Todos los temas elegidos por la Casa Rosada para imponer una agenda favorable fueron seleccionados para que no se hablara de Economía, el enorme flanco débil del Gobierno de Mauricio Macri, sobre todo con indicadores que pasaron de malos a pésimos; y para polarizar con el panperonismo, pero en especial, con el kirchnerismo, lo que ha generado resultados positivos iniciales para el PRO. Hasta la maniobra para imponer la candidatura de Roberto Lavagna en el “Peronismo Alternativo”, todos los presidenciales de esta fuerza bajaban o se estancaban en las encuestas de intención de votos, lo que frena el proceso de sumar aliados, dado que nadie tiene ganas de salir 3ro. en una elección.

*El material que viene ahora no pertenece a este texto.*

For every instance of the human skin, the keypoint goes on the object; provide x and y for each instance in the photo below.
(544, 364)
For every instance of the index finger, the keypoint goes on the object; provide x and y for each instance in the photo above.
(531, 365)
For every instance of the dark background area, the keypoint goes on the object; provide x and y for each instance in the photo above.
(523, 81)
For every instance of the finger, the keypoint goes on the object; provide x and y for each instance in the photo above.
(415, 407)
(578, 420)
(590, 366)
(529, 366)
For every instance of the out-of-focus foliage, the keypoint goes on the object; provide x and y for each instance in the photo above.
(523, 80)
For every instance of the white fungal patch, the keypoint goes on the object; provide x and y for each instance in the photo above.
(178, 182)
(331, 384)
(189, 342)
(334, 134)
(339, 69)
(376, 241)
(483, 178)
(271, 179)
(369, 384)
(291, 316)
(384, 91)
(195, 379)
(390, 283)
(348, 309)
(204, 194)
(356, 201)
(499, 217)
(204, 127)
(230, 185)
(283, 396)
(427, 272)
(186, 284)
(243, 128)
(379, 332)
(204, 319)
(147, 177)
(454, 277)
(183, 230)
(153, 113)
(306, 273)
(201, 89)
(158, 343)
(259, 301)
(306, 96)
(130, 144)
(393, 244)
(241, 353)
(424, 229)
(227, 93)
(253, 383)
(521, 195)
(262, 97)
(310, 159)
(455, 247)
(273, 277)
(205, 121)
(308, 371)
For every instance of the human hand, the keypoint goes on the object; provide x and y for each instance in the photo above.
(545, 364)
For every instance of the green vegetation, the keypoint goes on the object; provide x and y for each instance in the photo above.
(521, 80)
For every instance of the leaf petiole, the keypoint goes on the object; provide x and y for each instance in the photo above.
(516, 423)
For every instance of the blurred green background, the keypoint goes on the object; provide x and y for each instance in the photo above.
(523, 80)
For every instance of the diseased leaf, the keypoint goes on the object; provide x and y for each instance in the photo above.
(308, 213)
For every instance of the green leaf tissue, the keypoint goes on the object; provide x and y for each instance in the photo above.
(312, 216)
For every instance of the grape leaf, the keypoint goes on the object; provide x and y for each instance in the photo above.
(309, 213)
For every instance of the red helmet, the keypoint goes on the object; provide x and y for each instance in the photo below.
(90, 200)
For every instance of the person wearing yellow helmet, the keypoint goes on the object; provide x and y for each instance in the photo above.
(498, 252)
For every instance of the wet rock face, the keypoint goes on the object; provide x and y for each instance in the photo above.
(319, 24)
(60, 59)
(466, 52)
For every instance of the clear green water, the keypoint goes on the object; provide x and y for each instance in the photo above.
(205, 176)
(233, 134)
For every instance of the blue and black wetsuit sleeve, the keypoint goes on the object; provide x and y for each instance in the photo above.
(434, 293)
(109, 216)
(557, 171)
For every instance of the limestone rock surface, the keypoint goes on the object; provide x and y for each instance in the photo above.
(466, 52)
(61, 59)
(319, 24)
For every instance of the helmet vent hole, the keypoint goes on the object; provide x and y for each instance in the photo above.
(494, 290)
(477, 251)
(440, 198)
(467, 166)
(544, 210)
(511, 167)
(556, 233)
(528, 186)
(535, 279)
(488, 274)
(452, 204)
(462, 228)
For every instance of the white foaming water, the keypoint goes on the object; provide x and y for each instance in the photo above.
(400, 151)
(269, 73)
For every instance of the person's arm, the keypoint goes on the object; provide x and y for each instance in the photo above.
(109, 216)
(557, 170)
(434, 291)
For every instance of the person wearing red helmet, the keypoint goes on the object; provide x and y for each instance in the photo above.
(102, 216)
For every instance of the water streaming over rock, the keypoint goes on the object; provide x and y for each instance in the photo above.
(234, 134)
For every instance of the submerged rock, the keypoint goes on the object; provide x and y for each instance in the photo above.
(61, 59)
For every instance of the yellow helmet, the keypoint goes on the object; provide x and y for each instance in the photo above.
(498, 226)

Imponer la agenda a los medios es un logro, pero no asegura votos. Negociar, pagando altos costos, agota el capital político de un Gobierno que casi dilapidó todo sus activos. Pero eso no oculta la profundidad y dureza de la crisis económica. Y, para colmo, para votar, falta mucho tiempo. Demasiado, para una gestión empantanada en fracasos económicos.

De todos modos, es interesante conocer qué fue lo que sucedió.

La agenda elegida por el Gobierno tuvo a la Seguridad como uno de sus ejes fundamentales (una de las pocas áreas donde el Gobierno puede mostrar algunos triunfos) y a la ministra Patricia Bullrich como coprotagonista.

Además de esquivar la Economía, 2 eran los objetivos:

** volver a “enamorar” a los votantes independientes de “Cambiemos” que expresaron “desilusión” o que no los volverían a votar, y

** explorar una potencial candidatura a vicepresidente de la Nación de la funcionaria, no porque sea la opción N°1 del Jefe de Gabinete, Marcos Peña, o de su equipo de campaña; sino, en caso de que tengan que recurrir a un “Plan B”, si la titular de la cartera de Desarrollo Social y Salud, Carolina Stanley, no aceptara el convite que le haría Mauricio Macri llegado abril o mayo.

Pero, detrás de las maniobras para imponer la agenda a los medios de comunicación,

** el Gobierno de Mauricio Macri realizó negociaciones política de importancia para avanzar con su idea de llamar a sesiones extraordinarias, período en el que tiene la exclusividad de elegir los proyectos de Ley a considerar y votar; y

** también avanzó en la recomposición de la interna de “Cambiemos”, donde Elisa Carrió y María Eugenia Vidal habían dado públicas señales de independencia y de rechazo al alineamiento automático, una de las exigencias que tiene Marcos Peña cuando habla de la diferencia entre los “PRO puros” y el resto de los funcionarios.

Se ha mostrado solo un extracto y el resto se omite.